I felt immediate discomfort when looking at this photo. I understood that perhaps she felt alone, maybe helpless, as she sat at the hospital watching her mom in this state. Perhaps this propelled her to post this photo to get the much needed care and supportive words from friends and loved ones. I also felt immediate tension in my heart as memories resurfaced of being in the hospital with my mom during those last few months, days, hours. Thankfully that heartache remains under wraps for today. Possibly from being extremely fatigued or completely aware of the hurt that would escape should these feelings break free. Instead I find myself feeling sad for her mother. She wasn't coherent enough to notice anyone was taking a photo of her. If she is anything like my own mother, I'm sure she'd had a few things to say about it if she had.

It got me to thinking about the world these days via internet.
Is there nothing to be said for the sanctity of privacy?

I believe that there are things that should remain within families as personal moments not meant for the world. I know this lends it self to the eternal conversation on the freedom of speech and of expression. I'd like to believe that this pertains to the individual themselves, and not offering up the personal moments of others to the world without their consent. This friend didn't mean any harm by posting the photo of her mother indisposed, but that didn't stop be from advocating on her mothers behalf.

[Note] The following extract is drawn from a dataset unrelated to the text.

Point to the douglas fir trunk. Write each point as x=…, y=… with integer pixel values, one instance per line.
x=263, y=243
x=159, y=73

Without trying to be pushy, this is what I said:

You are right, you can post whatever you want on FB but do try to consider your moms' perspective. 
She may not be coherent at this moment to have a say, but how would she feel if she could? It would be  
embarrassing for her. I know for my personally, I wouldn't want someone showing the world me in that state. 

No one wants to be remembered for their weakest moments.

I am pleased to learn she did agree and "out of respect for her mother" has removed the photo.
But what do you think? Where's the line? Or is there one? What are your thoughts?